Weimer’s hotel clients speak anecdotally of a significant decline, particularly in the group business. And his colleagues who sell offices say they’ve seen investors wary of sending people down to look at properties. That said, Weimer is confident these attitudes will be short-lived. “People will be acclimatized or it will go away,” he said.

Wynwood, the first Miami neighborhood infected, for example, is no longer a zone of active local transmission. Or, to look at it another way, as Zika shows up everywhere else in the country, we will all have to accept and adapt.

In Miami there was a drop in revenue per available room, or RevPAR, before Zika because of issues such as economic distress abroad and a convention center undergoing multiyear renovation, meaning no convention business in the area (see the decline in group business, above).

  According to reporting from the first nine months of 2016, hotel occupancy is down 1.4 percent in Miami (including downtown and Miami Beach) compared with the same period last year. But that has more to do with an increase in available rooms than a decrease in people traveling, said Jan Freitag, a senior vice president at national hotel benchmarking firm STR.

“The number of new rooms has skyrocketed. Are there some people who probably avoided the area? Maybe. But demand growth is healthy [up 2.6 percent over the same period last year] and supply growth is strong [up 4.1 percent over the same period last year],” Freitag told CO. “How low would occupancy have to go to be a problem for new development or works in progress? You’re talking about a prolonged, multi-quarter downturn. We are not there.”

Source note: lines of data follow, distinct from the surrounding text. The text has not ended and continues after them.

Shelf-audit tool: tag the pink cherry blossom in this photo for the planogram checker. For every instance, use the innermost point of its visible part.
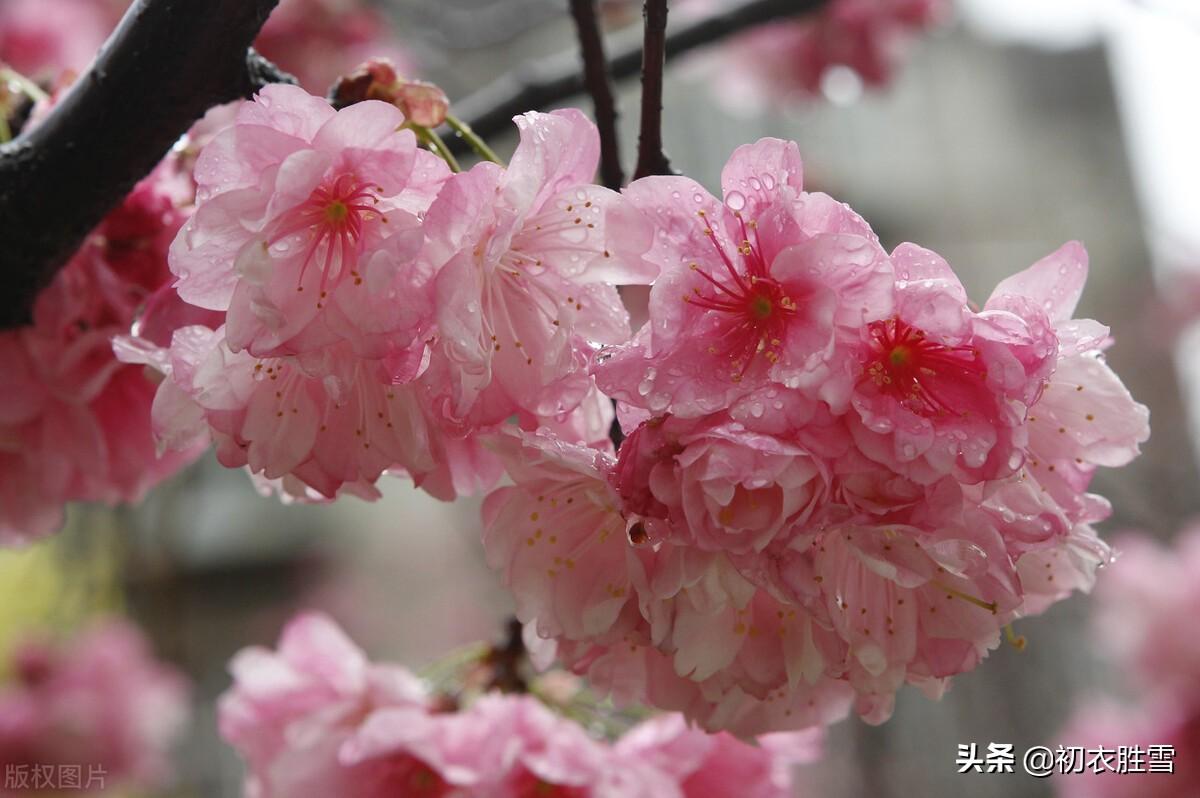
(315, 718)
(526, 258)
(319, 40)
(769, 287)
(713, 766)
(789, 60)
(1145, 597)
(757, 565)
(305, 231)
(99, 701)
(724, 486)
(1109, 726)
(292, 712)
(329, 420)
(1084, 417)
(943, 389)
(75, 425)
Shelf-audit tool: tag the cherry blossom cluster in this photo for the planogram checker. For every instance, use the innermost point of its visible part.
(1149, 597)
(99, 703)
(75, 421)
(316, 718)
(839, 474)
(379, 313)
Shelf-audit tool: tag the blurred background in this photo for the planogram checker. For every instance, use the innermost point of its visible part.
(1012, 127)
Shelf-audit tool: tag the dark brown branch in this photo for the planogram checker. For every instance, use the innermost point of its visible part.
(651, 157)
(599, 85)
(491, 109)
(165, 65)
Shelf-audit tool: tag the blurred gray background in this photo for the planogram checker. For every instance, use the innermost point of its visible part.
(993, 147)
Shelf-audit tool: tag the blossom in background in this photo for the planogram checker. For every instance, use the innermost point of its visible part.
(99, 701)
(321, 40)
(315, 718)
(75, 420)
(43, 37)
(790, 60)
(839, 475)
(315, 40)
(1149, 595)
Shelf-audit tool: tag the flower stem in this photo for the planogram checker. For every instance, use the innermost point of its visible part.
(432, 141)
(469, 136)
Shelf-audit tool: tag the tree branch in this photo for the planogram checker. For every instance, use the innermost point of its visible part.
(651, 157)
(599, 85)
(166, 64)
(491, 109)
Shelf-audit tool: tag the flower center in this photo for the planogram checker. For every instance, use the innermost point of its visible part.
(333, 221)
(761, 306)
(336, 213)
(756, 307)
(925, 377)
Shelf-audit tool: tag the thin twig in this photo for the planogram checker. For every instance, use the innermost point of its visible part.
(491, 109)
(599, 85)
(462, 131)
(651, 157)
(165, 65)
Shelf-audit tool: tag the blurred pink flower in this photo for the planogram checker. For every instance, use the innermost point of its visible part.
(75, 420)
(1119, 757)
(718, 766)
(294, 715)
(99, 702)
(789, 60)
(1149, 594)
(421, 102)
(41, 39)
(316, 719)
(321, 40)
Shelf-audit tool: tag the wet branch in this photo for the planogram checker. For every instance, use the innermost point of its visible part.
(162, 69)
(599, 85)
(491, 109)
(651, 157)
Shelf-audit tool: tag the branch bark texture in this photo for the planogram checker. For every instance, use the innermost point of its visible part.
(599, 85)
(166, 64)
(651, 157)
(491, 109)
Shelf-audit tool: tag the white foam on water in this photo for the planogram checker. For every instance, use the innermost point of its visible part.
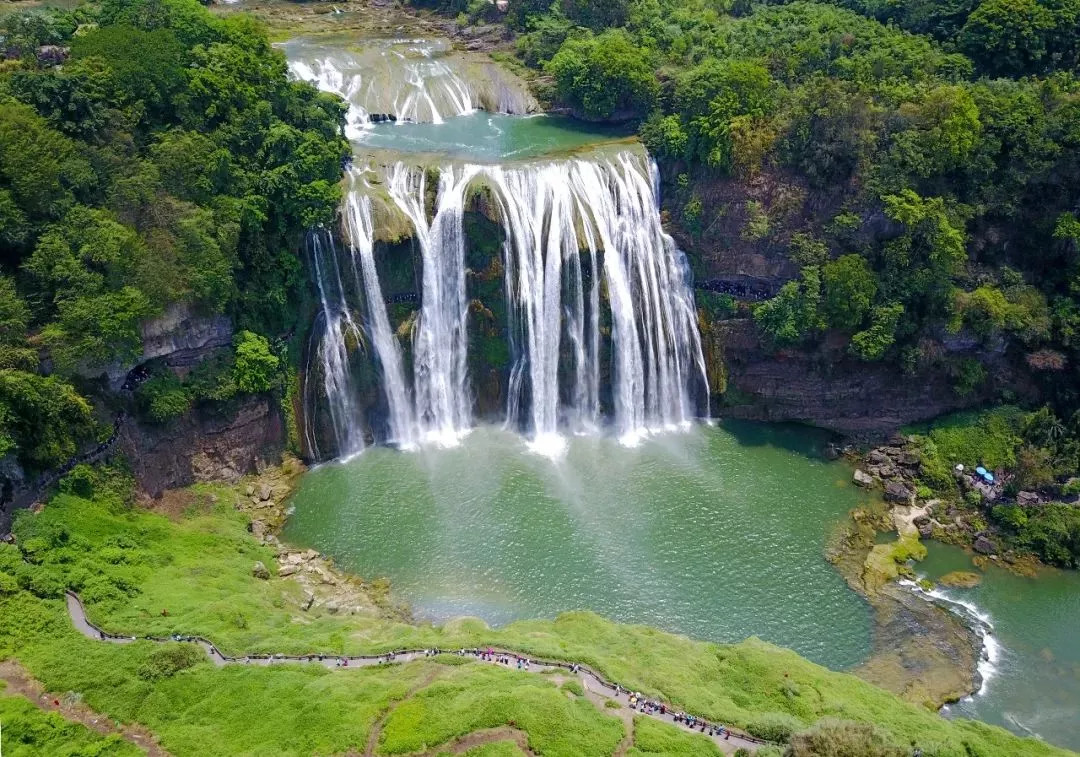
(979, 621)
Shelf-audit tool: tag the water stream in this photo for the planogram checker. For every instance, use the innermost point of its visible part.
(1033, 673)
(717, 532)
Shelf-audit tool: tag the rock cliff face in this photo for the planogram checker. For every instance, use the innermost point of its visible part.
(180, 336)
(824, 388)
(205, 445)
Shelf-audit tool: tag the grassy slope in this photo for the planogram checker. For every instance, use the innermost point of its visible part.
(28, 731)
(199, 567)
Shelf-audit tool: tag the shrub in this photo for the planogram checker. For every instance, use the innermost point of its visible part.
(778, 727)
(170, 660)
(256, 367)
(163, 397)
(605, 77)
(842, 739)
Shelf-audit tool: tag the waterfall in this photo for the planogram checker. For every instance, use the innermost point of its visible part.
(401, 79)
(443, 399)
(613, 207)
(360, 230)
(339, 330)
(583, 239)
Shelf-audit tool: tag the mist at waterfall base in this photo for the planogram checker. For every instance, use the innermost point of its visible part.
(717, 532)
(572, 228)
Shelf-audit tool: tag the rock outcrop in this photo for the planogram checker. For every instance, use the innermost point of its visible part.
(205, 445)
(825, 387)
(179, 335)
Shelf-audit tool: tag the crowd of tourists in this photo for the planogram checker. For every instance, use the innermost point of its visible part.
(636, 701)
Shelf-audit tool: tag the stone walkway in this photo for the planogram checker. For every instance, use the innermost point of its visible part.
(594, 685)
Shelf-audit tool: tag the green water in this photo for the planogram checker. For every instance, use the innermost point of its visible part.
(489, 137)
(717, 534)
(1034, 683)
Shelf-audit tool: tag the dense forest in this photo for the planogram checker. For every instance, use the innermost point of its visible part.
(922, 161)
(923, 166)
(150, 154)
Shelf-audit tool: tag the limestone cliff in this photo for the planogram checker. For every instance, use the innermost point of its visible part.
(206, 444)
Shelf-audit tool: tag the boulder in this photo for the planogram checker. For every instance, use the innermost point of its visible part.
(894, 491)
(258, 529)
(984, 545)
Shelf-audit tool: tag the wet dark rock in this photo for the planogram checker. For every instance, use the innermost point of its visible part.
(984, 545)
(862, 478)
(894, 491)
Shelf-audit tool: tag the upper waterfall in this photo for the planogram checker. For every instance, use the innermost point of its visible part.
(542, 293)
(406, 80)
(584, 262)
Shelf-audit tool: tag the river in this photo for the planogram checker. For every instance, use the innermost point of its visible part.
(1033, 679)
(604, 495)
(717, 532)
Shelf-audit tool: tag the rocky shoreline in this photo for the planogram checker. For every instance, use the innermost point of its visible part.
(323, 586)
(894, 469)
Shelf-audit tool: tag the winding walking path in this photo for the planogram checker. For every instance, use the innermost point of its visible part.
(593, 683)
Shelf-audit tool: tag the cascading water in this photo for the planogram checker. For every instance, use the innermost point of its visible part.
(656, 345)
(443, 400)
(339, 332)
(405, 80)
(599, 313)
(360, 230)
(568, 226)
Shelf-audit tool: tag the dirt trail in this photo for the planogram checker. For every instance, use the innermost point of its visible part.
(592, 683)
(21, 683)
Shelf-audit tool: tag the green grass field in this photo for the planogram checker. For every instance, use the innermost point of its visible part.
(130, 564)
(30, 732)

From the underwriting perspective, Peek said, people are probably trying to draw some comparison to the Deepwater Horizon oil spill of 2010. Some 200 million gallons of BP oil flooded the Gulf of Mexico, impacting the environment and tourism. Peek notes it was mostly people outside the region who altered their travel plans in the year that followed, coming back after reports made it clear that beaches were indeed clean. “I think Zika is predominately going to impact group bookings,” said Peek, “for this year only.”

Lightstone President Mitchell Hochberg said that he continues to see the long-term opportunity in Miami, an exception to the collective theory that Zika is a bigger problem the further away from it you reside or work. Earlier this year, the New York City-based company announced its commitment of $2 billion to Marriott International’s Moxy Hotel-branded developments, including a 200-plus room property in Miami. “We see tremendous long-term opportunity in the Miami Beach market. Lightstone’s Moxy project in South Beach continues to move forward on schedule and has not been impacted [by Zika].”

Ultimately, the Sunshine State remains hot. “Miami and South Florida is really desirable,” Weimer said. “It’s a market that cannot be ignored.